Treatment Targets in Inflammatory Bowel Disease: Current Status in Daily Practice

Background & Aims: Recently, treatment goals in inflammatory bowel disease (IBD) in clinical trials have shifted from mainly symptom-based to more mucosa-driven. Real world data on treatment priorities are lacking. We aimed to investigate the current practice and most commonly used definitions of IBD treatment targets among Dutch gastroenterologists. Methods: Dutch gastroenterologists were asked to participate in a computer-based nation-wide survey. We asked questions on demographics, opinion and current practice regarding IBD treatment targets. Results: Twenty-four percent (134/556) of the respondents completed the survey. For both Crohn’s disease (CD) (47.3%, 61/129) and ulcerative colitis (UC)(45%, 58/129) the main treatment goal was to achieve and maintain deep remission, defined as clinical, biochemical and endoscopic remission. Seventy-six percent of the participants use mucosal healing (MH) as a potential treatment target for IBD, whereas 22.6% use histological remission.
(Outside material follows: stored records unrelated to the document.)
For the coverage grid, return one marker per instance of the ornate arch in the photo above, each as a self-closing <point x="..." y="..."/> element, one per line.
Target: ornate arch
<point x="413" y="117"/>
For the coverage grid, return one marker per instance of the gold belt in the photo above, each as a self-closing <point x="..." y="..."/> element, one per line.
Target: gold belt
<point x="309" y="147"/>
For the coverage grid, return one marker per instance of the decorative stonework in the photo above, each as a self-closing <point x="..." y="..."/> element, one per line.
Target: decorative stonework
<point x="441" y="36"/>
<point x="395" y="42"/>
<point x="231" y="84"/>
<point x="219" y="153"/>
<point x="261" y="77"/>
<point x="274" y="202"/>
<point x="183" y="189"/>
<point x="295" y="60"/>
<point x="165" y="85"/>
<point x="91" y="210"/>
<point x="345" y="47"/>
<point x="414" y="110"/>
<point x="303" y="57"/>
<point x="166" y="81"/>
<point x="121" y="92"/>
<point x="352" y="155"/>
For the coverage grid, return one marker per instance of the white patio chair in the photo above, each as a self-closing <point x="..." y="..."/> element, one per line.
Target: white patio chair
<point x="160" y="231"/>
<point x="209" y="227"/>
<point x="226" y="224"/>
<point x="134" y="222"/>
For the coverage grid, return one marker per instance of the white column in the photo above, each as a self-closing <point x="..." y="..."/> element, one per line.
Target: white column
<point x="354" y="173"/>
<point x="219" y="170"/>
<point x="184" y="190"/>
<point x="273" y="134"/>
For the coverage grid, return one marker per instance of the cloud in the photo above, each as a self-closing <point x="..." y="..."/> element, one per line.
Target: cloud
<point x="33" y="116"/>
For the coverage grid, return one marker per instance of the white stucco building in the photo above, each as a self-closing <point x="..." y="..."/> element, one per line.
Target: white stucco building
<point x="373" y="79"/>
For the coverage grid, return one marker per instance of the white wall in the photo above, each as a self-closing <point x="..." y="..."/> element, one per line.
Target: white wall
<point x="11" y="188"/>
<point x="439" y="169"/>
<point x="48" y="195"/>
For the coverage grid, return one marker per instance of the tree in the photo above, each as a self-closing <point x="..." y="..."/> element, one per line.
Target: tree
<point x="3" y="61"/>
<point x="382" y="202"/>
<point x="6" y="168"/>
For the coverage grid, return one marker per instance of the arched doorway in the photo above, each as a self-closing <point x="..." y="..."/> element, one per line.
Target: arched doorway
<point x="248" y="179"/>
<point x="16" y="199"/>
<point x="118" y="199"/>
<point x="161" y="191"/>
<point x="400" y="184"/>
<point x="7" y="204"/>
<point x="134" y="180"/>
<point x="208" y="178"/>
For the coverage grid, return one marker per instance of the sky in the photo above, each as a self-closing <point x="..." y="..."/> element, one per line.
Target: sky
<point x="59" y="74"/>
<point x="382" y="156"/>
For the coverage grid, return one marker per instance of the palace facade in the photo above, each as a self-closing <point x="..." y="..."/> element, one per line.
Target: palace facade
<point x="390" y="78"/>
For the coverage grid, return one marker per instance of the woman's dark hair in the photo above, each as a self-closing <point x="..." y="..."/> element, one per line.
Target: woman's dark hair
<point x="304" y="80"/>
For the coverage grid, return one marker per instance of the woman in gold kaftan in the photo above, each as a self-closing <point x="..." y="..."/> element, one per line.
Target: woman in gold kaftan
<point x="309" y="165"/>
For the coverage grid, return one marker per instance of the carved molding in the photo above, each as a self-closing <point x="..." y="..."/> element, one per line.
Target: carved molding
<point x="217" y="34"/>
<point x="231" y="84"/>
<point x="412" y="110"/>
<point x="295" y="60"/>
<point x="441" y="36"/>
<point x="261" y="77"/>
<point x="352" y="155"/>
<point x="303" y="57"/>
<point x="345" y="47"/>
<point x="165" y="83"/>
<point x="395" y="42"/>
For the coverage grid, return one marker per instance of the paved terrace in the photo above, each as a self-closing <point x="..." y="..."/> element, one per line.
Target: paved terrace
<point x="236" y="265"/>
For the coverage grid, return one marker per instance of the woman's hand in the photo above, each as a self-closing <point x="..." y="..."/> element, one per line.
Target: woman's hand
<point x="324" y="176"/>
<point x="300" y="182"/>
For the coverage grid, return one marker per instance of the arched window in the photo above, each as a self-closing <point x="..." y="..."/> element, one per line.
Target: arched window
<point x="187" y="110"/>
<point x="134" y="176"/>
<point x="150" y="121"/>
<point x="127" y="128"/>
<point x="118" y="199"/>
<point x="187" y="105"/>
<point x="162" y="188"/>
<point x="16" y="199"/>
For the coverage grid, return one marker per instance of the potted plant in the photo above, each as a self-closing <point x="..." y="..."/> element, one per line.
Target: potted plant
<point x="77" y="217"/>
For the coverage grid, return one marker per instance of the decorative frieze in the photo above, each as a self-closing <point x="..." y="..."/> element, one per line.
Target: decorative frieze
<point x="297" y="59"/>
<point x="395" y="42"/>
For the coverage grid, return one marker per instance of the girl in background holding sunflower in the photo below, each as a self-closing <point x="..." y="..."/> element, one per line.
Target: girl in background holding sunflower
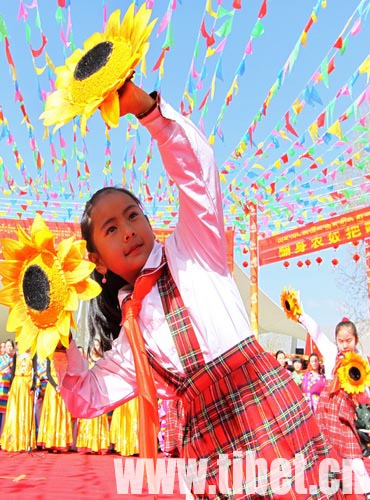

There is no single definition for MH in IBD. The majority use Mayo score ≤ 1 in UC (52%) and ‘macroscopic normal mucosa’ in CD (66%). Conclusion: More stringent and mucosa-driven treatment targets as ‘deep remission’ and ‘mucosal healing’ have found traction in clinical practice. The most commonly used definition for MH in routine practice is endoscopic MAYO score ≤ 1 in UC and ‘macroscopic normal mucosa’ in CD. Abbreviations: CD: Crohn’s disease; CDEIS: Crohn‘s Disease Endoscopic Index of Severity; IBD: Inflammatory Bowel Disease; IBDU: IBD unclassified; IOIBD: International Organization for the Study of Inflammatory Bowel Diseases; MH: Mucosal healing; MMH: Microscopic mucosal healing; PROMS: Patient reported outcome measures; SES-CD: Simple endoscopic score for Crohn’s disease; UC: ulcerative colitis; UCEIS: Ulcerative Colitis Endoscopic Index of Severity.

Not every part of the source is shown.